As I understand it RMP is being rolled into CRCD and will be day one of three, which is another good idea. Here’s my take. When I showed up Friday I was probably like most, nervous, apprehensive, don’t know anybody, etc. As it turned out RMP was the perfect “tune up” for, in my case, CRM. Got to meet the instructor (Aaron, discussion of instructor later), began doing some drills, meeting other students, albeit compressed into 4 hours. However, the time spent doing zeroing your rifle, speed & tactical reloads, and malfunction clearances was the perfect way to get you into the right mindset. As much as you may think these are boring, tedious, mind numbing they are crucial to running your rifle and from what I saw we all would not be wasting time practicing these drills. In my case I brought an M1A in scout configuration. It is much easier to clear than the AR (in my opinion). That said, I participated in the AR clearances because it seems that I could be faced with having to use a “battlefield” pick up and knowing how to get it back into the fight would obviously have great value.
Moving onto CRM, this is meat and potatoes. Again, there is going to be some juggling of courses so I will leave to Max what that will but it sounds like another excellent refinement. As stated above, you do not know how important this is until after you have taken it. First let me say that we were fortunate in this class to have only 5 students. I do not know the max size but clearly this was good for the students.

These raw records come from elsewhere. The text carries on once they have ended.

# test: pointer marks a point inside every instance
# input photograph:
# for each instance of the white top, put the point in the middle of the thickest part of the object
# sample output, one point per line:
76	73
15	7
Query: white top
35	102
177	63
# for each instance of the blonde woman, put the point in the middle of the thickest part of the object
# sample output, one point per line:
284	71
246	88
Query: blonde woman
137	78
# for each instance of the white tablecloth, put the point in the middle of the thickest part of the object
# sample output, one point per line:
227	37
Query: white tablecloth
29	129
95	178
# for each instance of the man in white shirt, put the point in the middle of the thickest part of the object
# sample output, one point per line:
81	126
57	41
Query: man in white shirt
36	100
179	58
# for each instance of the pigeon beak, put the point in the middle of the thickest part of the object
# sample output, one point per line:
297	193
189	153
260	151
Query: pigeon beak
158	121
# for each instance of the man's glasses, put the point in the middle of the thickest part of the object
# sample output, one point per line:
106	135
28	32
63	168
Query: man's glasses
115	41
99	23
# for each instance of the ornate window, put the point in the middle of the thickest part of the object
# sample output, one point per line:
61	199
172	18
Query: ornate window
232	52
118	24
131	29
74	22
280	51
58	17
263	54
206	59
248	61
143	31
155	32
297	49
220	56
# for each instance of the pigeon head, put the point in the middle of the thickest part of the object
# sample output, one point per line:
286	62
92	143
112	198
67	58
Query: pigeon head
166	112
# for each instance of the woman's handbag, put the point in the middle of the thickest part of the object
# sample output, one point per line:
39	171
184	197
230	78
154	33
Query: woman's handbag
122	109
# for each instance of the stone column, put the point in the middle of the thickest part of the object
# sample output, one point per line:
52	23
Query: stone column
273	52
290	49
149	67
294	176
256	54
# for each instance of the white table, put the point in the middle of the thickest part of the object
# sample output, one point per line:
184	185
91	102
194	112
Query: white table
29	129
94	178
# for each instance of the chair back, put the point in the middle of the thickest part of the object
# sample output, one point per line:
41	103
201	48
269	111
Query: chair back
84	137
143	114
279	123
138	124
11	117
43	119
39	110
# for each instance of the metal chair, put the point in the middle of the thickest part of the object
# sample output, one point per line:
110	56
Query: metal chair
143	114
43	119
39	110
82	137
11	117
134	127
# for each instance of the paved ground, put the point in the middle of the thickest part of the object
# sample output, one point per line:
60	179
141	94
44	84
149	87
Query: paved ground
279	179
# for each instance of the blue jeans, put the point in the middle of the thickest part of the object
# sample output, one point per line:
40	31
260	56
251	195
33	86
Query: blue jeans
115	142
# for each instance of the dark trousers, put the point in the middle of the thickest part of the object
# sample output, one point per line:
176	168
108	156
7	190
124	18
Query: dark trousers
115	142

I would say that this class and its format is highest and best use of square range training. Why is that? As I see it, it has been created to build you towards CRCD. How? The curriculum is laddered to slowly and deliberately increase your knowledge, develop skills and create confidence to move you towards stepping into CRCD. As Aaron put it, each segment of the course is a building block. Each building block may have sub building blocks. As an example, malfunctions is a building block with 5 sub-building blocks.
We started with the basic building block, marksmanship, gathered a whole bunch of other building blocks and progressed over the next two days to the final segment of buddy team movement. We were bounding down range, fire & movement. I do not know of any square range course where that happens. At the end, when we finished buddy team movement we had assembled all the blocks necessary to create the building block to take to CRCD. That is how I analyze and perceive it. In addition, after each segment we would do mini AAR allowing us to extract more info from Aaron. Aaron NEVER moved on to the next segment unless everyone understood what we had just done.
All the above is great but doesn’t happen without well trained, professional instruction. First, safety was never an issue. Everything we did was controlled and checked. We walked through drills (perhaps multiple times) before the drill got run. Anyone with a question got it explained to satisfaction. Anyone wanted to repeat and we would do it over. The best way for me to put it is, Aaron has the skill to weave his real life and personal experiences (which are many) into the drill being done and make it more interesting and understandable than it might otherwise be. During the instructional phase of a drill he was never condescending or short tempered. He took the time to make sure we not only got the mechanics right but understood the theory as well. As we ran the drills he would turn up the stress levels so that everyone could experience operating under pressure. So as not to make it sound like it was all easy and only good stuff was happening, there were plenty of mistakes, cascading malfunctions, etc. made and Aaron would deliver the appropriate “correction”, pushing you to correct and perform the drill. As best I could tell no one had there ego with them for the weekend, so you took your “correction” and moved on. I think we like to call them teaching moments.
In summary, you need to take this course or whatever its next iteration is. As stated earlier you don’t know how important this is until after you have taken it. There are drills and knowledge you will pick up here that you will not get anywhere else right. A final note on PT, just get in shape since it is one of the building blocks, only you need to do that one yourself.